Despite the challenges, Anand acknowledged that the Central Bank had been “proactive” in its approach to managing the looming external vulnerability of Sri Lanka and hence expressed confidence in the monetary authority’s capability of addressing the debt repayment challenge. SCB also expects to remain committed to reducing the fiscal deficit, a course it has made gradual progress with. 

On the global prospects, SCB Chief Economist David Mann said: “We are optimistic of global growth.” This view is based on expectations of US and European economies doing better and more importantly emerging economies turning robust and continuing their recovery path following the drop in commodity prices in 2016. 

However, there are some risks that were the reason why SCB titled its 2018 report ‘Beware of the Dog’ with the upcoming Chinese New Year being the Year of the Dog.

“There are examples of barks out there that could turn into bites,” he quipped.
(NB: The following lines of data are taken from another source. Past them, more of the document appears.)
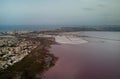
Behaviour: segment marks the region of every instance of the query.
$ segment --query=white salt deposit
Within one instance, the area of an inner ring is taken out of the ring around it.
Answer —
[[[61,44],[82,44],[88,42],[80,37],[75,36],[55,36],[55,40],[57,43]]]

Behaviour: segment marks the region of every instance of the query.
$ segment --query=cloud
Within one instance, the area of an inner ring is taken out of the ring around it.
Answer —
[[[95,10],[94,8],[83,8],[83,10],[86,10],[86,11],[93,11]]]

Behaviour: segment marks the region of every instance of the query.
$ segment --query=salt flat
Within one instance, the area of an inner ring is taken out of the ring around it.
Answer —
[[[60,44],[82,44],[88,43],[88,41],[83,40],[80,37],[72,36],[72,35],[62,35],[55,36],[55,41]]]

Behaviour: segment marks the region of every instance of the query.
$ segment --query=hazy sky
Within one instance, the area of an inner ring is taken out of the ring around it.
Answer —
[[[120,24],[120,0],[0,0],[0,24]]]

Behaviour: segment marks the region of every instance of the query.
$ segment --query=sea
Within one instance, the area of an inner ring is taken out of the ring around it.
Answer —
[[[56,25],[0,25],[0,32],[54,30]]]

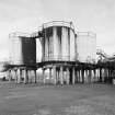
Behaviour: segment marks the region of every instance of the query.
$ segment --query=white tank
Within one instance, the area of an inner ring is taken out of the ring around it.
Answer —
[[[81,62],[94,62],[96,57],[96,35],[91,32],[78,32],[77,58]]]
[[[49,22],[43,24],[44,37],[41,41],[43,47],[43,61],[48,60],[76,60],[76,37],[71,23]]]
[[[20,34],[10,34],[10,60],[11,65],[35,65],[36,42],[35,39]]]

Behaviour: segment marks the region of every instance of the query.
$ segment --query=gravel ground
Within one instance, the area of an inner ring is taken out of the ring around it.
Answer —
[[[115,85],[1,83],[0,115],[115,115]]]

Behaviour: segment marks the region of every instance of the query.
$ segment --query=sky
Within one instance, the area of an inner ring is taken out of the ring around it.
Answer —
[[[94,32],[96,46],[115,53],[115,0],[0,0],[0,60],[9,60],[10,33],[33,33],[59,20],[72,21],[78,32]]]

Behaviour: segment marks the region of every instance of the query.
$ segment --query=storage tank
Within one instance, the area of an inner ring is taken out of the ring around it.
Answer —
[[[43,61],[76,60],[76,37],[72,23],[54,21],[43,24]]]
[[[96,35],[92,32],[77,33],[77,57],[81,62],[94,62],[96,56]]]
[[[36,64],[36,39],[10,34],[10,58],[11,65],[34,66]]]

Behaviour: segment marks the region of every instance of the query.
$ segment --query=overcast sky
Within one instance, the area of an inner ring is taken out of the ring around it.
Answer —
[[[0,59],[9,57],[10,33],[31,33],[53,20],[96,33],[96,46],[115,53],[115,0],[0,0]]]

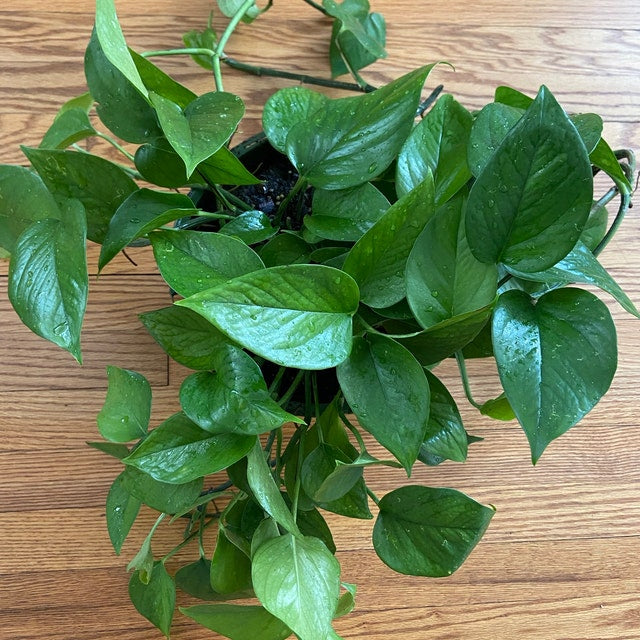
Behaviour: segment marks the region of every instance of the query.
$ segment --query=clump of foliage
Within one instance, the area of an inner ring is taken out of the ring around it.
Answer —
[[[493,515],[454,489],[414,484],[379,498],[367,485],[368,467],[409,475],[464,461],[477,440],[437,377],[440,361],[457,359],[468,390],[465,359],[495,359],[502,389],[468,399],[517,419],[534,463],[607,391],[614,324],[572,285],[599,287],[638,315],[597,259],[630,206],[634,159],[611,150],[597,115],[567,115],[546,87],[534,98],[500,87],[477,113],[445,94],[424,114],[427,65],[373,93],[274,94],[258,146],[290,163],[293,179],[261,210],[243,197],[261,181],[229,149],[244,105],[220,72],[243,65],[224,45],[260,10],[219,4],[231,18],[220,38],[209,25],[185,36],[187,49],[153,52],[213,70],[216,90],[196,96],[127,48],[111,1],[98,0],[89,93],[24,149],[31,168],[0,168],[9,296],[25,324],[80,360],[86,239],[102,245],[100,269],[150,242],[177,295],[140,319],[194,372],[182,410],[149,429],[147,380],[108,371],[104,441],[93,446],[123,463],[107,498],[116,551],[142,505],[159,512],[129,563],[131,599],[167,636],[178,588],[206,601],[184,614],[233,640],[337,638],[333,620],[353,608],[355,586],[341,579],[323,512],[375,512],[378,556],[420,576],[455,571]],[[384,54],[384,21],[366,2],[322,9],[335,18],[334,75],[371,89],[359,71]],[[111,134],[90,120],[94,106]],[[82,151],[89,136],[129,163]],[[612,181],[600,199],[597,173]],[[388,456],[372,455],[365,432]],[[186,528],[158,556],[166,519]],[[167,560],[187,546],[194,560],[170,575]]]

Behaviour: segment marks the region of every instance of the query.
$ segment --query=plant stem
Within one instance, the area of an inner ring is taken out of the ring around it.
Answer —
[[[464,393],[467,396],[467,400],[469,401],[469,404],[480,410],[482,405],[478,404],[471,395],[471,386],[469,384],[469,376],[467,375],[467,365],[464,362],[462,351],[456,351],[456,362],[458,363],[460,377],[462,378],[462,386],[464,387]]]
[[[376,90],[376,87],[368,83],[364,85],[355,84],[353,82],[341,82],[340,80],[332,80],[331,78],[318,78],[316,76],[309,76],[304,73],[293,73],[291,71],[282,71],[281,69],[273,69],[271,67],[260,67],[246,62],[241,62],[235,58],[224,56],[221,59],[227,66],[232,69],[238,69],[250,73],[254,76],[268,76],[272,78],[286,78],[288,80],[297,80],[303,84],[313,84],[318,87],[329,87],[331,89],[343,89],[345,91],[360,91],[364,93],[371,93]]]

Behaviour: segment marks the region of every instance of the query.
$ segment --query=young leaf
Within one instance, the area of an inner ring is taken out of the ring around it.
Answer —
[[[380,175],[411,131],[422,86],[434,66],[373,93],[330,100],[294,126],[286,152],[301,177],[314,187],[346,189]]]
[[[242,100],[223,91],[199,96],[184,111],[157,93],[151,93],[151,102],[162,131],[184,161],[188,176],[222,147],[244,115]]]
[[[541,271],[578,241],[593,198],[584,143],[546,87],[471,188],[466,230],[481,262]]]
[[[57,199],[82,202],[87,237],[104,242],[113,214],[138,185],[120,167],[98,156],[59,149],[22,147],[22,151]]]
[[[183,411],[199,427],[210,433],[258,435],[286,422],[302,422],[273,400],[260,367],[242,349],[223,344],[212,359],[215,373],[194,373],[180,387]]]
[[[298,525],[280,493],[259,442],[247,456],[247,481],[258,504],[282,527],[300,535]]]
[[[478,262],[469,250],[465,204],[466,199],[458,196],[440,207],[407,260],[407,301],[425,329],[476,311],[496,295],[496,265]]]
[[[89,288],[86,238],[84,208],[69,200],[60,220],[37,220],[18,238],[9,264],[9,300],[22,322],[78,362]]]
[[[216,352],[228,344],[227,337],[209,321],[186,307],[164,307],[139,318],[169,356],[196,371],[213,369]]]
[[[508,271],[518,278],[541,282],[550,289],[572,283],[593,284],[610,293],[625,311],[636,318],[640,317],[640,312],[629,296],[582,242],[578,242],[566,258],[546,271],[537,273],[526,273],[512,269],[508,269]]]
[[[331,637],[340,565],[317,538],[285,534],[253,557],[253,586],[263,606],[300,640]]]
[[[492,337],[502,387],[535,464],[609,388],[617,365],[613,320],[587,291],[558,289],[534,303],[512,290],[498,300]]]
[[[254,271],[176,304],[277,364],[325,369],[349,354],[358,287],[331,267],[290,265]]]
[[[398,573],[451,575],[484,535],[494,514],[453,489],[407,486],[380,500],[373,546]]]
[[[196,604],[180,611],[230,640],[285,640],[291,635],[282,620],[256,605]]]
[[[184,194],[138,189],[118,207],[111,218],[98,267],[104,269],[119,251],[136,238],[163,224],[197,213],[191,199]]]
[[[144,438],[151,418],[151,385],[140,373],[108,366],[107,397],[98,414],[100,435],[111,442]]]
[[[221,233],[162,229],[150,239],[162,277],[184,297],[264,268],[253,249]]]
[[[123,462],[160,482],[184,484],[226,469],[254,442],[253,436],[212,435],[177,413],[153,429]]]
[[[407,259],[434,213],[433,177],[429,175],[356,242],[343,268],[358,283],[362,302],[389,307],[405,297]]]
[[[176,606],[176,585],[162,562],[157,562],[153,567],[148,584],[141,582],[137,571],[132,574],[129,597],[138,613],[168,638]]]
[[[454,196],[469,180],[467,141],[473,116],[453,96],[442,96],[407,138],[396,168],[398,195],[433,174],[436,205]]]
[[[13,251],[36,220],[59,219],[60,210],[40,176],[26,167],[0,166],[0,247]]]
[[[370,182],[351,189],[313,193],[312,214],[307,229],[321,238],[341,242],[359,240],[389,209],[389,201]]]
[[[107,531],[116,553],[120,555],[122,545],[140,511],[140,500],[132,496],[123,486],[122,474],[111,485],[107,494]]]
[[[336,371],[362,427],[410,473],[429,418],[429,383],[417,360],[391,338],[371,334],[354,338]]]

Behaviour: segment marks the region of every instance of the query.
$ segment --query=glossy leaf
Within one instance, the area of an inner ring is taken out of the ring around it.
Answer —
[[[498,300],[492,327],[502,387],[535,463],[605,394],[616,370],[616,332],[607,307],[580,289],[522,291]]]
[[[153,429],[123,462],[160,482],[184,484],[226,469],[254,442],[253,436],[211,434],[177,413]]]
[[[0,247],[9,253],[36,220],[59,219],[60,210],[37,174],[26,167],[0,165]]]
[[[242,100],[231,93],[205,93],[183,111],[180,105],[157,93],[151,101],[165,137],[182,158],[191,175],[231,137],[244,115]]]
[[[122,474],[111,485],[107,494],[107,531],[109,539],[120,555],[122,545],[140,511],[140,500],[132,496],[123,486]]]
[[[188,196],[138,189],[116,210],[111,218],[102,250],[99,268],[104,267],[130,242],[179,218],[197,214]]]
[[[453,489],[407,486],[380,500],[373,546],[398,573],[451,575],[484,535],[494,514]]]
[[[350,189],[313,193],[312,214],[304,224],[327,240],[359,240],[389,209],[389,201],[370,182]]]
[[[77,199],[87,216],[87,237],[104,242],[109,222],[138,185],[120,167],[76,151],[22,148],[34,169],[58,199]]]
[[[467,142],[473,116],[453,96],[442,96],[414,127],[396,168],[396,189],[402,196],[429,173],[435,182],[436,205],[454,196],[469,180]]]
[[[354,338],[337,375],[358,422],[409,473],[429,418],[429,383],[417,360],[391,338],[372,334]]]
[[[389,307],[405,297],[407,259],[434,213],[433,178],[427,177],[356,242],[343,268],[358,283],[362,302]]]
[[[286,152],[300,175],[323,189],[346,189],[380,175],[411,131],[422,85],[433,66],[373,93],[330,100],[294,126]]]
[[[328,100],[324,94],[306,87],[286,87],[276,91],[262,110],[262,128],[271,145],[285,153],[289,131],[322,109]]]
[[[457,197],[438,209],[407,260],[407,301],[425,329],[476,311],[496,295],[498,269],[471,253],[464,207],[465,198]]]
[[[176,362],[209,371],[217,361],[216,353],[228,339],[210,322],[185,307],[164,307],[139,316],[153,339]]]
[[[180,387],[183,411],[210,433],[258,435],[286,422],[302,422],[269,394],[260,367],[242,349],[220,345],[212,356],[215,373],[201,371]]]
[[[263,606],[300,640],[331,637],[340,595],[340,565],[313,537],[285,534],[253,557],[253,586]]]
[[[629,296],[582,242],[578,242],[566,258],[546,271],[525,273],[510,269],[509,272],[524,280],[540,282],[549,289],[573,283],[595,285],[610,293],[625,311],[640,317],[640,312]]]
[[[176,304],[277,364],[324,369],[349,354],[358,289],[337,269],[291,265],[254,271]]]
[[[61,219],[37,220],[13,247],[9,300],[31,331],[78,361],[87,305],[87,225],[82,205],[70,200]]]
[[[168,638],[176,606],[176,586],[162,562],[153,567],[148,584],[141,582],[137,571],[132,574],[129,580],[129,597],[138,613]]]
[[[466,229],[481,262],[540,271],[577,242],[593,197],[591,163],[546,87],[471,188]]]
[[[291,629],[257,605],[197,604],[180,611],[230,640],[285,640]]]
[[[98,414],[100,435],[111,442],[144,438],[151,418],[151,385],[140,373],[107,367],[109,384]]]
[[[163,229],[150,239],[162,277],[184,297],[264,268],[255,251],[224,234]]]

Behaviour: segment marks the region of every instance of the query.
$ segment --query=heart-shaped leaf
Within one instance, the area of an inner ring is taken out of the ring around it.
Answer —
[[[492,338],[502,387],[535,463],[609,388],[617,366],[613,320],[581,289],[551,291],[537,302],[512,290],[498,300]]]
[[[68,200],[59,215],[34,222],[18,238],[9,264],[9,300],[31,331],[81,362],[87,220],[77,200]]]
[[[150,239],[162,277],[181,296],[264,268],[253,249],[220,233],[167,229],[154,231]]]
[[[382,335],[355,338],[338,380],[358,421],[404,466],[418,457],[429,418],[429,383],[403,346]]]
[[[542,87],[471,188],[466,215],[471,251],[481,262],[547,269],[578,241],[592,198],[584,143]]]
[[[453,489],[400,487],[380,500],[373,546],[394,571],[451,575],[484,535],[494,514]]]
[[[277,364],[326,369],[349,355],[358,301],[358,287],[347,274],[290,265],[248,273],[176,304]]]
[[[244,115],[238,96],[223,91],[205,93],[186,109],[164,96],[152,93],[165,137],[184,161],[190,176],[200,162],[212,156],[231,137]]]

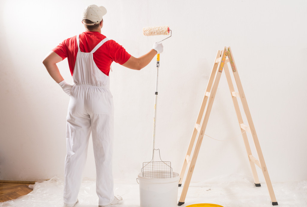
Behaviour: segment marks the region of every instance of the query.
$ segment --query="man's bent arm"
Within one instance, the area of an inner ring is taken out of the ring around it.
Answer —
[[[64,80],[56,65],[57,63],[62,60],[63,59],[60,56],[52,51],[43,61],[43,64],[45,66],[50,76],[58,83]]]
[[[122,65],[130,69],[139,70],[148,65],[157,53],[156,51],[151,49],[148,53],[138,58],[131,56],[127,62]]]

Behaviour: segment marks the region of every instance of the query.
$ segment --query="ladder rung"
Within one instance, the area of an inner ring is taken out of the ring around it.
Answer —
[[[241,127],[241,128],[244,129],[247,132],[248,132],[251,134],[251,128],[249,128],[249,126],[247,125],[246,125],[244,124],[241,124],[240,125],[240,126]]]
[[[198,124],[196,124],[195,125],[195,128],[196,129],[197,132],[199,132],[200,130],[200,126]]]
[[[255,164],[258,165],[259,167],[261,168],[261,166],[260,164],[260,162],[259,162],[259,160],[256,159],[255,157],[251,155],[248,155],[248,156],[249,157],[250,159]]]
[[[216,60],[215,61],[216,63],[219,63],[220,61],[221,61],[221,58],[222,57],[221,57],[219,58],[216,58]],[[224,63],[227,63],[229,62],[229,59],[227,59],[226,60],[225,60],[225,62]]]
[[[240,97],[240,94],[239,93],[239,92],[231,92],[231,94],[232,94],[233,96],[235,96],[236,97]]]

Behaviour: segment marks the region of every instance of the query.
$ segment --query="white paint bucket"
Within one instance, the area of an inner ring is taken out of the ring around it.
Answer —
[[[179,174],[171,178],[148,178],[138,174],[140,207],[177,207]]]

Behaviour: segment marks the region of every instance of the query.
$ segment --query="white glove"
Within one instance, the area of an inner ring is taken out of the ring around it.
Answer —
[[[162,43],[158,42],[156,42],[154,43],[154,45],[153,46],[153,49],[157,51],[157,54],[160,54],[162,53],[163,52],[163,45]]]
[[[58,84],[63,89],[64,92],[68,94],[68,96],[70,95],[70,91],[72,87],[72,85],[68,83],[65,80],[61,81]]]

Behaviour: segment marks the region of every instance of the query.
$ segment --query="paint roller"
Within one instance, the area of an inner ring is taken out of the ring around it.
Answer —
[[[169,29],[169,26],[148,27],[143,28],[143,34],[144,36],[154,36],[161,35],[168,35],[169,34],[170,32],[171,32],[171,36],[164,40],[162,40],[159,42],[162,42],[164,40],[166,40],[172,36],[172,30]]]
[[[155,35],[166,35],[169,34],[169,36],[162,40],[159,42],[162,42],[172,36],[172,30],[169,29],[168,26],[160,26],[148,27],[143,28],[143,34],[144,36],[154,36]],[[154,130],[153,135],[152,151],[151,155],[152,157],[152,161],[154,162],[154,151],[155,144],[156,140],[156,123],[157,121],[157,109],[158,100],[158,77],[159,76],[159,67],[160,65],[160,54],[157,55],[157,78],[156,79],[156,91],[155,92],[155,104],[154,108]]]

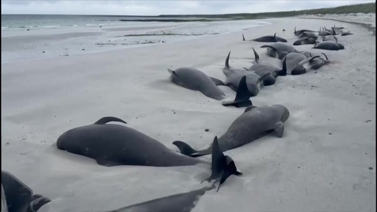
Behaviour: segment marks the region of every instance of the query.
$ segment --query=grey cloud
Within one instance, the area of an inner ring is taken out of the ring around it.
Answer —
[[[371,0],[89,1],[2,0],[2,14],[156,15],[299,10]]]

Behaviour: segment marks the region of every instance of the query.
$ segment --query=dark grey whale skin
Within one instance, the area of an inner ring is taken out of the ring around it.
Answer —
[[[208,163],[173,151],[136,130],[109,121],[126,123],[118,118],[104,117],[93,124],[69,130],[59,136],[59,149],[92,158],[100,165],[171,167]]]
[[[196,68],[182,67],[174,71],[169,69],[168,70],[171,73],[172,82],[179,86],[198,91],[206,96],[216,100],[221,100],[225,97],[225,94],[214,82],[219,85],[223,85],[223,82],[219,79],[208,76]]]
[[[277,137],[281,138],[284,131],[284,123],[289,117],[288,109],[281,104],[248,107],[219,138],[221,151],[244,145],[274,131]],[[173,144],[182,154],[194,157],[211,154],[212,148],[212,145],[208,145],[204,149],[196,150],[183,141],[176,141]]]
[[[4,170],[1,172],[1,183],[8,212],[34,212],[51,201],[40,194],[33,195],[28,186]]]

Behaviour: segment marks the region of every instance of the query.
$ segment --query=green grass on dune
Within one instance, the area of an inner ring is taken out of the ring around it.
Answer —
[[[223,14],[218,15],[160,15],[157,16],[143,16],[131,15],[117,15],[124,17],[149,17],[151,18],[148,20],[121,20],[124,21],[162,21],[162,22],[188,22],[188,21],[213,21],[218,20],[208,19],[208,18],[221,18],[223,20],[242,20],[245,19],[255,19],[266,18],[279,18],[290,17],[301,15],[316,15],[319,14],[342,14],[348,13],[357,13],[362,12],[369,13],[375,13],[375,3],[359,4],[351,5],[345,5],[336,8],[320,8],[314,9],[300,10],[297,11],[288,11],[274,12],[261,12],[259,13],[239,13],[233,14]],[[101,15],[100,16],[108,16]],[[153,19],[154,18],[166,18],[164,20]],[[197,18],[192,20],[179,19],[179,18],[195,17]]]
Separate to the usual risks such as geopolitics, SCB pinned down three important challenges to watch out for in 2018. 

Firstly, the Central Bank activities in major markets such as the US Fed, Europe’s ECB and Japan’s BOJ to be way less supportive for markets and global growth by the second half of 2018 than they have been for the past two years. These banks’quantitative easing tapering and exit policies will start to bite, SCB said.

The second risk is a likely slowdown in exports and global trade after a good year in 2017 since last year’s driving factors were temporary such as the price effect and China’s inventory rebuilding cycle. However, the positive factor is electronics and the Internet of Things (IOT) devices sector will remain dynamic. 

The final risk factor is what SCB described as “stretched leverage” in many markets as well as with the US Fed likely to go for three rate hikes (two this year and one next year or all within this year). Patches of stretched leverage need to be refocused to ensure funding costs are in check. 

SCB’s Chief Economist for Europe Sarah Hewin said the story emerging from Europe and the outlook was positive with business confidence at a record high and stock markets doing well and accommodative management policy and government supporting growth. 

In terms of risks, one is ECB stopping QE purchases in September leading to a hike in interest rates in the first quarter of 2019 or if there is upward pressure on inflation the hike could be advanced to later this year. 

The second risk is with politics with increased support for populist parties across Europe and less support for established parties. The populist parties are opposed to EU membership and the Euro though general support is positive. Surveys by SCB however have found that expectations are that the Euro will be in existence, hence disintegration fears are very much in the past. A stronger Euro is forecast. According to SCB, UK Brexit talks risk becoming more stressed as the deadline for negotiation looms. 

She also said that with the recovery of oil prices, prospects for the Middle East and Africa were positive. SCB expects oil prices to average in the lower $ 60s per barrel in 2018.

Macro Strategist Mayank Mishra said SCB remains bullish on emerging markets as they continue to outperform the rest. “These markets including Sri Lanka offer good value,” he said referring to both sovereign debt and  equities.